Entonces llamó a su propio número para comprobar los mensajes. Había nueve, desde el sábado. Escuchó cuatro mensajes de Jaye Winston y dos de Vernon Carruthers que habían quedado desfasados por los acontecimientos. También estaba el mensaje en el que Graciela le decía que iría a su barco el lunes. De los dos mensajes restantes, el primero era de Tony Banks, el técnico de vídeo. Anunciaba a McCaleb que había concluido su trabajo con la cinta que le había dejado. El otro mensaje era de Jaye Winston, de nuevo. Había llamado esa mañana para contarle a McCaleb que su predicción se había hecho realidad. El FBI estaba implicándose más en las investigaciones de asesinato. Hitchens no sólo les había prometido plena cooperación, sino que había aceptado que Nevins y Uhlig dirigieran la investigación. Jaye estaba frustrada. McCaleb lo sabía sin ninguna duda por el tono de su voz. Él también lo estaba. Colgó y resopló.

– ¿Y ahora qué? -preguntó Graciela.

– No lo sé. Necesito confirmar esta idea antes de dar el siguiente paso.

– ¿Qué hay de la detective del sheriff? Ella tendrá el informe completo de la autopsia. Ella sabrá el grupo sanguíneo.

– No.

No dijo nada más a modo de explicación. Observó lo que se veía de la casa desde el sofá. Era pequeña, bien ordenada y con muebles bonitos. Había una foto enmarcada de Gloria Torres en el estante superior de un armario chino en el comedor contiguo.

– ¿Por qué no quieres llamarla? -preguntó Graciela.

– No estoy seguro. Yo sólo… quiero entender las cosas un poco más antes de hablar con ella. Creo que será mejor esperar a ver si telefonea la señora Cordell.

– ¿Y si llamas directamente al despacho del forense?

– No, no creo que eso funcionara, tampoco.

Lo que no estaba diciendo era que si se confirmaba su teoría, todos los beneficiados por la muerte de Glory se convertirían en sospechosos. Y eso lo incluía a él. Por consiguiente, no quería solicitar a las autoridades ninguna información que pusiera en marcha la máquina. No hasta que estuviera preparado con unas cuantas respuestas más que le permitieran defenderse.

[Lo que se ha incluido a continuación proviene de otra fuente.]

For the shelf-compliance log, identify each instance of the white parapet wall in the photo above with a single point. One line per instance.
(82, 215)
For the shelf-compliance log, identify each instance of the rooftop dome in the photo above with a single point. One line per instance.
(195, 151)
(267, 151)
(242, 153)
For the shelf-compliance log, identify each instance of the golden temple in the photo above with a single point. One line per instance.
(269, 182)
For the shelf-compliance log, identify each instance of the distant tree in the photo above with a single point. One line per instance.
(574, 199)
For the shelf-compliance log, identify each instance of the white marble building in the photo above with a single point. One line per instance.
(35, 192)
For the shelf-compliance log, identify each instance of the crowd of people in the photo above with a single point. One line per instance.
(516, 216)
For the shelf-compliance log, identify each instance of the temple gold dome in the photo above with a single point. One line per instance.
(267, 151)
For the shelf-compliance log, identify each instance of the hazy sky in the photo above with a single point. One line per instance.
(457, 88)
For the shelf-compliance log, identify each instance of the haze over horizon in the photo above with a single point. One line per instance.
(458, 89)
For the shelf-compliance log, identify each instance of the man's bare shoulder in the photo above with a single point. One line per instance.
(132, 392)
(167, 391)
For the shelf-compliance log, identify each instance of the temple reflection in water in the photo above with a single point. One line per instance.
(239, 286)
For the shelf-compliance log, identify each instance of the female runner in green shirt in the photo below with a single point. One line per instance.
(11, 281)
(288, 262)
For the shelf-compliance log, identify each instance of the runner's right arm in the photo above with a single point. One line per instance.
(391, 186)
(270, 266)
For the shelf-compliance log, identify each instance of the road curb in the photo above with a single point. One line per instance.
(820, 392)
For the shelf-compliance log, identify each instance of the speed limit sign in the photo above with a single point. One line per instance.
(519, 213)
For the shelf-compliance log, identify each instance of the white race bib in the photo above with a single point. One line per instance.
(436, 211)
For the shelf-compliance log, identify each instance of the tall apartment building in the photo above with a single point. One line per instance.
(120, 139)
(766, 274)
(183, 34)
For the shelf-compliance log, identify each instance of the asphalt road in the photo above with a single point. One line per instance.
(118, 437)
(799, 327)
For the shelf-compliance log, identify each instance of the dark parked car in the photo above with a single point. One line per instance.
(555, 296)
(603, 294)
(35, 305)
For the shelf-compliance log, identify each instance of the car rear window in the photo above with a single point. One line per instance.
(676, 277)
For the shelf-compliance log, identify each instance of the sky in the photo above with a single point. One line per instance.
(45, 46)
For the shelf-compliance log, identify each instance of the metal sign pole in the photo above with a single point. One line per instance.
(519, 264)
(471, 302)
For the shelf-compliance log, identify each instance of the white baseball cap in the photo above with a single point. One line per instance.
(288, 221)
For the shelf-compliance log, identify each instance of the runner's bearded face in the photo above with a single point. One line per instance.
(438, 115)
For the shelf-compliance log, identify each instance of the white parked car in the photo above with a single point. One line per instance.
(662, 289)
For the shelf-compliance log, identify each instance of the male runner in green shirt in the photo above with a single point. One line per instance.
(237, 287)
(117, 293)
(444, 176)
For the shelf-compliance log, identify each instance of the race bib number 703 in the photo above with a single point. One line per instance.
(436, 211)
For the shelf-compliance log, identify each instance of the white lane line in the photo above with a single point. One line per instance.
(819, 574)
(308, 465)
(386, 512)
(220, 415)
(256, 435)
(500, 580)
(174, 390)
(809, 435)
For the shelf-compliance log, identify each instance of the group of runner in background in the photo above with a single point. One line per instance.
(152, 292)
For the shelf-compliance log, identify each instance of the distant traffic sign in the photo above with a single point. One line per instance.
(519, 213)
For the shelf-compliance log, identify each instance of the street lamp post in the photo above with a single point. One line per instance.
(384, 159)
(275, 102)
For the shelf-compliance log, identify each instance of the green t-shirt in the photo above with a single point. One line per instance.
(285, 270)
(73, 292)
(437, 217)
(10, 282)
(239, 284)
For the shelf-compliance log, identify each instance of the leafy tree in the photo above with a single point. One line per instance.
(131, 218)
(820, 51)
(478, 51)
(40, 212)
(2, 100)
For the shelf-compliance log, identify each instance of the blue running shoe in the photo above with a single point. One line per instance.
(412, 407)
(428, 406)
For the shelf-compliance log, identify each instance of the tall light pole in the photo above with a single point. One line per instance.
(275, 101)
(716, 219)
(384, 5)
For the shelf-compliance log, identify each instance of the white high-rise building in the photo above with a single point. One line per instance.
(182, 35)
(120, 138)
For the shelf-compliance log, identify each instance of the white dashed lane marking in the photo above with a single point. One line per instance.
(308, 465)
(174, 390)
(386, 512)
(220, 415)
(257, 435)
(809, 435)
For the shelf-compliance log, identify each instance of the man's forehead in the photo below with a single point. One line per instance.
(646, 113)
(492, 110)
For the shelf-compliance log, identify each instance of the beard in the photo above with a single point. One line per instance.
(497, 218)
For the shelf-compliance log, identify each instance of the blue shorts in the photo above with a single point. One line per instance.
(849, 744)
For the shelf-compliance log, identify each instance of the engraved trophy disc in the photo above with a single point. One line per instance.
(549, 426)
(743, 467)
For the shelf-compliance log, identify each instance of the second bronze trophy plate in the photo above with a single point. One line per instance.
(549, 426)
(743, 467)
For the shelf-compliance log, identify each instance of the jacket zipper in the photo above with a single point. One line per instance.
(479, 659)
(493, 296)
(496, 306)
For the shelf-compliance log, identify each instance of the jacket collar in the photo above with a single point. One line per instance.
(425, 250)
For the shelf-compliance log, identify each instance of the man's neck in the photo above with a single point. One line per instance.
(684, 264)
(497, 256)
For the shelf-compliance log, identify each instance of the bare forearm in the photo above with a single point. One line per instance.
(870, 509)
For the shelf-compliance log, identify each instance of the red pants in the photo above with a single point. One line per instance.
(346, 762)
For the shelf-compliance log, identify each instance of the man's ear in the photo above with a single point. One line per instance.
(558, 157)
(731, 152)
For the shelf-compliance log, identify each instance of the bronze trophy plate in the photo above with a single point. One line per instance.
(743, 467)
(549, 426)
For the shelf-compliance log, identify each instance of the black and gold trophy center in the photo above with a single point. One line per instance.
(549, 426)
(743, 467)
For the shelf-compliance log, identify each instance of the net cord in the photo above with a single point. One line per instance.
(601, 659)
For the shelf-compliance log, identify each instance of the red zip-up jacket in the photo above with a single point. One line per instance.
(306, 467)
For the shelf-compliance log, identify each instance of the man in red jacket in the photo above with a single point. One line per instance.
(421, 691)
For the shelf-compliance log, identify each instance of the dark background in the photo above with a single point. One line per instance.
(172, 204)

– ¡Ya lo sé! -dijo de pronto Graciela-. El ordenador del laboratorio. Seguramente podré confirmarlo desde allí. A no ser que su nombre haya sido borrado. Pero lo dudo. Recuerdo haberme encontrado con el nombre de un donante que llevaba cuatro años muerto y seguía en la lista.

Lo que Graciela comentaba carecía de sentido para McCaleb.

– ¿De qué estás hablando? -preguntó.

Ella miró su reloj y se levantó de un salto.

– Voy a cambiarme y salimos corriendo. Te lo explicaré por el camino.

Graciela desapareció por el pasillo y McCaleb oyó que se cerraba la puerta de un dormitorio.